Irma Guadalupe Vela Meza.
Había una vez… No frunzan el ceño, todos los cuentos principian así… Pues como les iba diciendo… Había una vez… Espérenme un momento, alguien me ha llamado y tengo que atenderlo porque de lo contrario no me permitirá seguir escribiendo y la inspiración se me puede atrofiar de por vida.
Bueno, sí, ajá, mmm… Ahora sí, vamos a continuar. ¿En qué iba?... ¡Oh!... ¡Ya lo recuerdo!... Había una vez… ¿Qué?... ¿Saben una cosa?... Lo he olvidado, en fin, les contaré que una vez un niño muy malcriado le dijo a su niñera: “No me comeré este pollo porque está un poco crudo.” La pobre mujer se había pasado varias horas en la cocina para hacerle el estofado que otras muchas veces hizo el deleite del crío. “Hijito, eso no es posible, ¿en qué te fundas para decir que el pollo está crudo si ni siquiera lo has probado?”… A lo que respondió el interpelado: ¡En que se está comiendo la lechuga que lo acompaña!”….

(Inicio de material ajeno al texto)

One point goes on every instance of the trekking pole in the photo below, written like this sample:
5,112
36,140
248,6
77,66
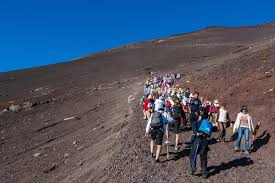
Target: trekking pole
195,157
167,151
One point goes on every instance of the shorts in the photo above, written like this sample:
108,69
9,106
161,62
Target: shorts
157,135
176,128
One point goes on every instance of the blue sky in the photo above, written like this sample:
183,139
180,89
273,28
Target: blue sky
41,32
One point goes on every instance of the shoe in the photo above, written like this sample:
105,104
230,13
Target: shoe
204,175
192,172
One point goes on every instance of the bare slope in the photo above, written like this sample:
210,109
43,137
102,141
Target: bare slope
105,142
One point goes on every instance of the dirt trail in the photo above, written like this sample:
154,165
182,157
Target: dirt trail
102,138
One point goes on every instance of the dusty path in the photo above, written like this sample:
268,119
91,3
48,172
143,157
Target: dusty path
133,163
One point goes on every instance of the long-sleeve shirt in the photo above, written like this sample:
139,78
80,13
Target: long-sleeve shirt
166,118
238,122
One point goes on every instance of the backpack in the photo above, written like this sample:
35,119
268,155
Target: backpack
156,121
206,128
177,112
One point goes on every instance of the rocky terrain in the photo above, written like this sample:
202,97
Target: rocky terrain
81,121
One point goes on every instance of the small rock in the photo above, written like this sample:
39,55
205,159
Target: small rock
50,168
27,105
69,118
15,108
268,74
94,89
80,148
131,98
37,154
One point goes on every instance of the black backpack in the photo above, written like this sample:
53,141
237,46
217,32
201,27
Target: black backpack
156,121
177,112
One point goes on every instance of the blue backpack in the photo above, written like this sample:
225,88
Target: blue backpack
205,127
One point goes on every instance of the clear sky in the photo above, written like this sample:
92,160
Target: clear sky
41,32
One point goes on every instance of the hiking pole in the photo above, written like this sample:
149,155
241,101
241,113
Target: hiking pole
195,157
167,150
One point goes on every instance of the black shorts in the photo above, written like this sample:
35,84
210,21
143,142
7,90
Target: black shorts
176,128
157,135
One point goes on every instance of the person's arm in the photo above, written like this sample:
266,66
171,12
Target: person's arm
148,125
251,124
218,115
237,123
228,117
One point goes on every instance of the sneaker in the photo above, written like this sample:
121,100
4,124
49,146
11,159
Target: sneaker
204,175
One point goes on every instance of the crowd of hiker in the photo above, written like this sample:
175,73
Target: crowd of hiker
169,108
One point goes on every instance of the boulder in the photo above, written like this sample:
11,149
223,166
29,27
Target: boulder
15,108
131,98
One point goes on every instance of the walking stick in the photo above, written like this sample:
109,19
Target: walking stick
195,157
167,151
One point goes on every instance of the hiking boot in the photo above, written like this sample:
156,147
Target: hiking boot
204,175
236,149
192,172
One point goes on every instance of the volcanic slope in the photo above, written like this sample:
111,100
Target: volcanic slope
77,124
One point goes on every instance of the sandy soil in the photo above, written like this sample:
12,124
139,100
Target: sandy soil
79,126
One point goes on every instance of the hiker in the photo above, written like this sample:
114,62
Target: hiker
243,124
159,103
178,115
223,121
200,144
187,93
147,107
213,110
156,126
195,106
207,103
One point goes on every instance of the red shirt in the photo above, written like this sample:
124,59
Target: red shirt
145,104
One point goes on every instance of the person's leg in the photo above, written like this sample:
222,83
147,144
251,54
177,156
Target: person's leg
193,126
167,133
240,134
223,132
177,140
220,131
159,139
152,146
153,139
203,156
246,138
193,154
176,131
144,114
148,114
158,152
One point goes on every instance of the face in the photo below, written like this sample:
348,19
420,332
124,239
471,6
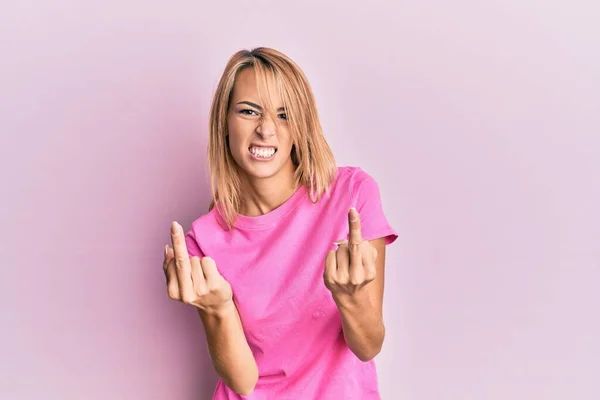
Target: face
259,139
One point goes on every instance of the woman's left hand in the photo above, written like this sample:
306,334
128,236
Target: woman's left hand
352,265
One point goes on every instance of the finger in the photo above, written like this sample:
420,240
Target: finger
198,278
165,260
368,261
171,274
182,264
342,258
355,238
330,267
209,268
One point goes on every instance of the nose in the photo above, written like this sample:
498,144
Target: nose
266,127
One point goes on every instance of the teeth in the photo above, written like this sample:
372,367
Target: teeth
262,152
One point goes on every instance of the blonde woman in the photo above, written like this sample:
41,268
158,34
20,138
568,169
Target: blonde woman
286,269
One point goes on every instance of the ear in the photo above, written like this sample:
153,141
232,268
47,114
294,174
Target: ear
294,155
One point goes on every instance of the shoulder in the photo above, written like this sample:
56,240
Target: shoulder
351,178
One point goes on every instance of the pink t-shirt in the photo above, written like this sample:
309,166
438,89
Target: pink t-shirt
275,263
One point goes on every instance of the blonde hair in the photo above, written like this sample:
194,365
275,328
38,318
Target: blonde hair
311,155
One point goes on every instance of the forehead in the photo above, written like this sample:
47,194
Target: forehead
248,87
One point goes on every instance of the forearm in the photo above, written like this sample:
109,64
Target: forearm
362,324
231,356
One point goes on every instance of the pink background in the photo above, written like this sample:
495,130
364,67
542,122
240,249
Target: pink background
480,120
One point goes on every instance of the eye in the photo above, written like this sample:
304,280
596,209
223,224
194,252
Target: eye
248,111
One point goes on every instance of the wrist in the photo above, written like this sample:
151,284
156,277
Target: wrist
352,301
224,311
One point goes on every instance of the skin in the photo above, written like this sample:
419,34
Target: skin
266,185
354,272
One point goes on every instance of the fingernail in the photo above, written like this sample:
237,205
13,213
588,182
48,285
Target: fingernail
175,228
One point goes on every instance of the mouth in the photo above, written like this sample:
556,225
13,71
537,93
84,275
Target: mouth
262,152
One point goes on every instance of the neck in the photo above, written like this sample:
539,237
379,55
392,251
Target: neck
263,195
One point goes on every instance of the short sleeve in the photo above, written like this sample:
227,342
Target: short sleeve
367,200
192,244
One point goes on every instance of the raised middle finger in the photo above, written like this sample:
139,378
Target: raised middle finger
182,262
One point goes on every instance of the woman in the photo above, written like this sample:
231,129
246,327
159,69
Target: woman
286,269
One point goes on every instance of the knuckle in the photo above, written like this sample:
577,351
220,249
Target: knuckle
187,298
173,292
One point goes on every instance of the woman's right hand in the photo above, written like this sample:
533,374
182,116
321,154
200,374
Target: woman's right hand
193,280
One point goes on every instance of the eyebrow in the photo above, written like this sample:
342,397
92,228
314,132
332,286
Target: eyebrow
257,106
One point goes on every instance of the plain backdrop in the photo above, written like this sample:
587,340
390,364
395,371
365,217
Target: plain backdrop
479,120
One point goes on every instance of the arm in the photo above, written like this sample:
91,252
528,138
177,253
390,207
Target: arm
196,281
354,273
231,356
362,314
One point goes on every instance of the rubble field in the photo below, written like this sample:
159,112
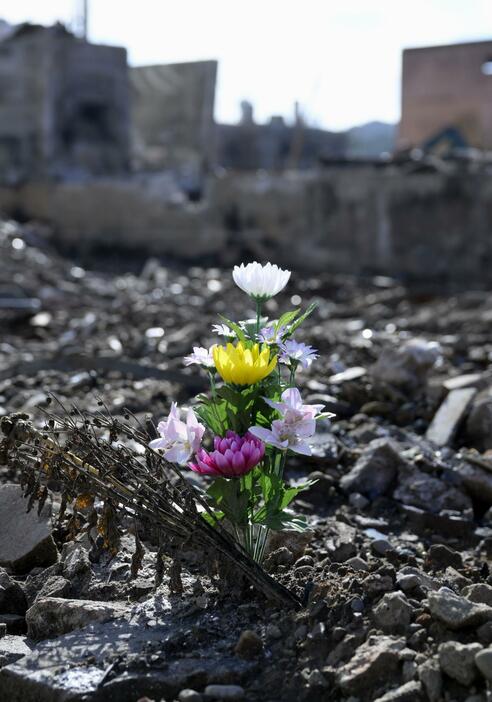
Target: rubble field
394,573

El pollo, muy indignado, alzó la cabeza y abrió el pico para informarles a los dos: “¡Pío, pío, pío!... ¿Por qué tanto escándalo?... ¡La lechuga ni siquiera está fresca!...”
Dos moscas que en ese mismo momento se posaban sobre el vegetal aludido, comentaron, también molestas: “¡Zún, zún, zún!... ¡Le falta sal y limón!...” Eso no es todo. Una cucaracha que pasaba por ahí agregó: “¡Shh!... ¡Si por lo menos le hubieran puesto unas gotitas de aceite de olivo!...”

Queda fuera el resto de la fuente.